Jakarta, Beritasatu.com – Ahli hukum pidana dari Universitas Gadjah Mada (UGM), Muhammad Fatahillah Akbar, menyatakan seorang penyidik, termasuk dari Komisi Pemberantasan Korupsi (KPK), diperbolehkan menjadi saksi dalam persidangan, asalkan hanya menyampaikan kesaksian atas peristiwa yang secara langsung dialami, dilihat, atau didengar sendiri.
Pernyataan ini disampaikan saat Akbar hadir sebagai ahli dalam sidang lanjutan kasus dugaan suap terkait pengurusan pergantian antarwaktu (PAW) Anggota DPR 2019–2024 serta dugaan perintangan penyidikan dalam kasus Harun Masiku, dengan terdakwa Sekjen PDI Perjuangan Hasto Kristiyanto.

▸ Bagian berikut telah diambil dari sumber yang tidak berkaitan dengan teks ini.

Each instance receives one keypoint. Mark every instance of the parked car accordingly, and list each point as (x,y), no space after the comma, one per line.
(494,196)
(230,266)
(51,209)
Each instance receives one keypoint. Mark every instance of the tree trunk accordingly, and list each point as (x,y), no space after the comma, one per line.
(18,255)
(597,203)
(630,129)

Sidang digelar di Pengadilan Tindak Pidana Korupsi (Tipikor) pada Pengadilan Negeri Jakarta Pusat, Kamis (5/6/2025).
Dalam persidangan, kuasa hukum Hasto, Ronny Talapessy, menanyakan legalitas seorang penyidik menjadi saksi yang menyampaikan rangkaian keterangan hasil pemeriksaan saksi lain di persidangan. Ia memberikan ilustrasi terkait penyidik yang menjelaskan hasil pemeriksaan berdasarkan Berita Acara Pemeriksaan (BAP).
“Di dalam persidangan dia menceritakan hasil pemeriksaan tersebut. Apakah secara hukum itu diperbolehkan?” tanya Ronny.
Akbar menegaskan, penyidik hanya dapat memberikan kesaksian atas hal yang ia alami sendiri.
“Kalau dia hanya menerangkan hal yang dialami sendiri—yang dilihat dan didengar langsung—itu diperbolehkan. Tapi kalau hanya menyampaikan ulang hasil pemeriksaan, cukup saksi yang bersangkutan yang memberikan keterangannya sendiri,” jawab Akbar.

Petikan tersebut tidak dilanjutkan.